Leigh Morton of Ripley and Tracey Goodrum of Langley Mill are both parents to teenagers with autism. They set up support group Frantic Families with the aim of providing a support network to Amber Valley parents and carers of children and young people who have autism, ADHD and associated conditions.

The group, which meets monthly at Langley Mill Welfare Club, encourages parents to ‘let off steam’ and provides a safe environment to share stories, help and advice.

Leigh, 50, said: “We wanted to provide support and a place to chat were parents and carers could unwind and be around other parents that were in similar circumstances – where they weren’t judged and could be listened to.

“We have gained in strength and numbers, and the mums and dads who come to group are brilliant. Our children and young adults have a hidden disability, so we do not get the help and support that other families get. But they stay strong and fight, that’s all any of us do is fight for what is right for our families.”

Tracey, 46, added: “I have met a lot of people on my travels with my son and his difficulties, but I never thought I would be running such a good constituted voluntary group with a woman who has become my best friend, who I can laugh, cry and scream with but who in no uncertain terms will ever judge me.”

The group has just received a kind-hearted donation of £1,000 from the Orca Health Group, which will be used to organise a day trip to Skegness for members and their families, as well as contributing towards a pamper day for parents, and group running costs. 
Whilst the group is going from strength to strength now, it hasn’t always been an easy ride for the duo.

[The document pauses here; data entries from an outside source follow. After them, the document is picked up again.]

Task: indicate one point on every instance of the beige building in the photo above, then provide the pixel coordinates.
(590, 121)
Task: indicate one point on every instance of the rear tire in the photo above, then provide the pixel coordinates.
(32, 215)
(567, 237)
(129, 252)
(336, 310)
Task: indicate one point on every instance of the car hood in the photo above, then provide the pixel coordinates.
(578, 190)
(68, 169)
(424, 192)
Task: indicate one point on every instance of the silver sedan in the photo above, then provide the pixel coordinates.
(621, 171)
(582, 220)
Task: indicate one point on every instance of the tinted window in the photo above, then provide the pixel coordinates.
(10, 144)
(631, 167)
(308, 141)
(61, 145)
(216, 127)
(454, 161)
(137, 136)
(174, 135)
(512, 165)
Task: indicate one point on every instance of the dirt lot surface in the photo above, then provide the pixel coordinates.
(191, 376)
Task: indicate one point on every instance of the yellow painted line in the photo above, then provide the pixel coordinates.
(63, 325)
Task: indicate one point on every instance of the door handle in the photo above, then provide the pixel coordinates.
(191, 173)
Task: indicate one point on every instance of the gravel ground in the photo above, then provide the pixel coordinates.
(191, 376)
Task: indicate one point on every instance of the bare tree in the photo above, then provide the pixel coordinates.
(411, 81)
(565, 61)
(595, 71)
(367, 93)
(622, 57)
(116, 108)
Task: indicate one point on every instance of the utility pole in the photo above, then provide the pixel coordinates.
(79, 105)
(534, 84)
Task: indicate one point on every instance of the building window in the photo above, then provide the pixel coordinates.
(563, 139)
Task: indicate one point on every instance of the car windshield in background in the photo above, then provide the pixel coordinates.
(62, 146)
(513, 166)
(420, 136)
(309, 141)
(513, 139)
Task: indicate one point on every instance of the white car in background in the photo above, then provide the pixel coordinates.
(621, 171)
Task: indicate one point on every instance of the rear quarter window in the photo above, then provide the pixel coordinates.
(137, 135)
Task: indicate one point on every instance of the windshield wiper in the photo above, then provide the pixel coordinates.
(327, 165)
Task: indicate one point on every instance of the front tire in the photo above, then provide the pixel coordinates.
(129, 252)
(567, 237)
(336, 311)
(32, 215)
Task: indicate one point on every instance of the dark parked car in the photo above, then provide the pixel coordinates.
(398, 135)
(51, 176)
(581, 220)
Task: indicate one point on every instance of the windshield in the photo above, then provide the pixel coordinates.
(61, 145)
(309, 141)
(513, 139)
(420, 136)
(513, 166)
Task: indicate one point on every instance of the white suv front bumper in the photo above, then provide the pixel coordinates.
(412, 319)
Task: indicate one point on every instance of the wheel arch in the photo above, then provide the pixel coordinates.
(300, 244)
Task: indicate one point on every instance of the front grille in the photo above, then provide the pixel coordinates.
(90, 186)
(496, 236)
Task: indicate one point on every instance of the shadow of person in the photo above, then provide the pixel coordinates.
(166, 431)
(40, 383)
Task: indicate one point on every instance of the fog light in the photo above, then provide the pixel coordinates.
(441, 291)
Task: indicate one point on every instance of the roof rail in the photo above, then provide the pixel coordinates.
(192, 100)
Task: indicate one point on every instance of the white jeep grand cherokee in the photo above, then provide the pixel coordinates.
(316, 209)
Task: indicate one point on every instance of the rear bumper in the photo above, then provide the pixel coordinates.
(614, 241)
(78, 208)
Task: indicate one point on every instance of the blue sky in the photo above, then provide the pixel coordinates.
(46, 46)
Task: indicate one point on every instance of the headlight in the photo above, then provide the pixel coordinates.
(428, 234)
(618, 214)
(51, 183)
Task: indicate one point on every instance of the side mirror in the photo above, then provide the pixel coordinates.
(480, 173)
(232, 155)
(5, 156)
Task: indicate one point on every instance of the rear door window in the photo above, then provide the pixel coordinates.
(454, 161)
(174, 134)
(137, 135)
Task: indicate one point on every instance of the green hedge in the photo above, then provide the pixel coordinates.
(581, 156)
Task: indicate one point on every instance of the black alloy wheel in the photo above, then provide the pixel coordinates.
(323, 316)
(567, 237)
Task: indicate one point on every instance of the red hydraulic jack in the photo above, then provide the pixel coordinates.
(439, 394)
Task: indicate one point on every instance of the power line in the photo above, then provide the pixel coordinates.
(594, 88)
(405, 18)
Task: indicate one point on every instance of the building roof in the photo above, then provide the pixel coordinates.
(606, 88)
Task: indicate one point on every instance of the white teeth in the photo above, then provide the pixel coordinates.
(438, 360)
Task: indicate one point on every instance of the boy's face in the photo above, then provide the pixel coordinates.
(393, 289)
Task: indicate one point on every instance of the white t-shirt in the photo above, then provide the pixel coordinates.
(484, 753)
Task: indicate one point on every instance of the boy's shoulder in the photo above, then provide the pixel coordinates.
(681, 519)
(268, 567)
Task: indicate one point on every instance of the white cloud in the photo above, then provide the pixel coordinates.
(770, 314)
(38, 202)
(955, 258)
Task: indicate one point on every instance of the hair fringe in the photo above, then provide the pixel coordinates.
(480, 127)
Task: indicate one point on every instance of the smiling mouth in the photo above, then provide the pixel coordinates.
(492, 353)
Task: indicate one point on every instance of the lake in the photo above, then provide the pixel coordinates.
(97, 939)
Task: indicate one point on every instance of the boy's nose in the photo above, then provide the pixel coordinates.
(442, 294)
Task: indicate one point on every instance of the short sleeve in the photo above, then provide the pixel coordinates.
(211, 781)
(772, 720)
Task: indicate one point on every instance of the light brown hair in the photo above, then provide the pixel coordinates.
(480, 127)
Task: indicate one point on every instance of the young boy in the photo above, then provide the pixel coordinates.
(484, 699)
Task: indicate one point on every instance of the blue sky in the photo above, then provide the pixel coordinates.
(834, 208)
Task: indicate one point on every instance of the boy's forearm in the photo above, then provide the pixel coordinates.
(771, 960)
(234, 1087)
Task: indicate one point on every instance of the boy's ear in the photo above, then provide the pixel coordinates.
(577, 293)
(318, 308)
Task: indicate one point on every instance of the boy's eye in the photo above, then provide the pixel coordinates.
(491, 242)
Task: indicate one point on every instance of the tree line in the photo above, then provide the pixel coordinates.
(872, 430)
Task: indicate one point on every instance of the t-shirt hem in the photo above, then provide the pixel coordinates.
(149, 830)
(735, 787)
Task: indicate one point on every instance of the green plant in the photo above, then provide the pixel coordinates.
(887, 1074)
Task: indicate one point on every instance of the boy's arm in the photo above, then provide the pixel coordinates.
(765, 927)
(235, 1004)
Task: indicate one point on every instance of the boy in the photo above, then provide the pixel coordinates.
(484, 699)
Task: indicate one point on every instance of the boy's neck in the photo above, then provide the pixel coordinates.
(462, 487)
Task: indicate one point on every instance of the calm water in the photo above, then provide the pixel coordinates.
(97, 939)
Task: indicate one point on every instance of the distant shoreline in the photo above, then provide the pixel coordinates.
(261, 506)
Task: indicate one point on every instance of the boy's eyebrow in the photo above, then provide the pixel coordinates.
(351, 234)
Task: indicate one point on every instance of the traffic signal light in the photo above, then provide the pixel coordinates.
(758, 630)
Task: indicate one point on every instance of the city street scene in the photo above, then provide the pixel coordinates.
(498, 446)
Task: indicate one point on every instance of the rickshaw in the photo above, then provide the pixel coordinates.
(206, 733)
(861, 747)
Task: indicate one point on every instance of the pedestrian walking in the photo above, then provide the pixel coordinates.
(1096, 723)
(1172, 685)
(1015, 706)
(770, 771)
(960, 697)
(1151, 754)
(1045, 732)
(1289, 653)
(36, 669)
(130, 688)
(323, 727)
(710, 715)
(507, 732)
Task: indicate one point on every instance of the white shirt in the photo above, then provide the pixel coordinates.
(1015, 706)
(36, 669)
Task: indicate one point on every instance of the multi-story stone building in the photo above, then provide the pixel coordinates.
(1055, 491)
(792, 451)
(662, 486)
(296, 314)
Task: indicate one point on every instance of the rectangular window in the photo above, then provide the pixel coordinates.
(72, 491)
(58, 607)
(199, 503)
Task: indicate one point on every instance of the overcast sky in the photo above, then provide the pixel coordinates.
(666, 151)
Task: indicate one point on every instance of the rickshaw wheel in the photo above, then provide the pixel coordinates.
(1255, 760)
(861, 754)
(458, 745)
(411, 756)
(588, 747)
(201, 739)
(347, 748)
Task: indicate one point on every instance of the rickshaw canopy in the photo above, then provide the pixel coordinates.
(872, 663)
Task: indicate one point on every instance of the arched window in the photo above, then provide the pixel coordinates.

Leigh explained; “Back in 2003, Gary Robinson, who is a doctor based at Temple House in Derby, got parents and carers together who were in the process of obtaining a diagnosis for their children. I was one of those original parents.

“Meanwhile Tracey attended a course called 123 Magic and met parents from Langley Mill who were asking for a support group. She came to one of our meetings and then went on to set up her own group at the Bungalow in Langley Mill.”

“In 2007 both groups joined together and arranged for the monthly meetings to be held at the Bungalow. The group took off, people were connecting, guest speakers were brought in, and everything was running smoothly until we were told Derbyshire County Council had sold the premises and we no longer had a meeting point.

“Luckily Tracey’s neighbour – an Aldercar and Langley Mill parish councillor – helped organise the use and short-term payment of a new site which was the Langley Mill Welfare Club. It was a difficult time as we didn’t want the group to fall apart, for so many our meetings can be a lifeline and the breathing space they need to stay strong and keep going.
“Luckily we managed – with a lot of help – to get everything sorted and the welfare club on Station Road is still our meeting point. However, we have had to start paying rent, so we became a constitution which meant we had to form a committee. Thanks to Amber Valley Centre for Voluntary Services (AVCVS), who aided us through this process.

“After a bumpy ride as a group we have now settled and hope to continue our hard work in supporting families across the borough and Nottinghamshire.

“Tracey and I continue to attend networking sessions and conferences and gain more experience and knowledge we can share with everyone.”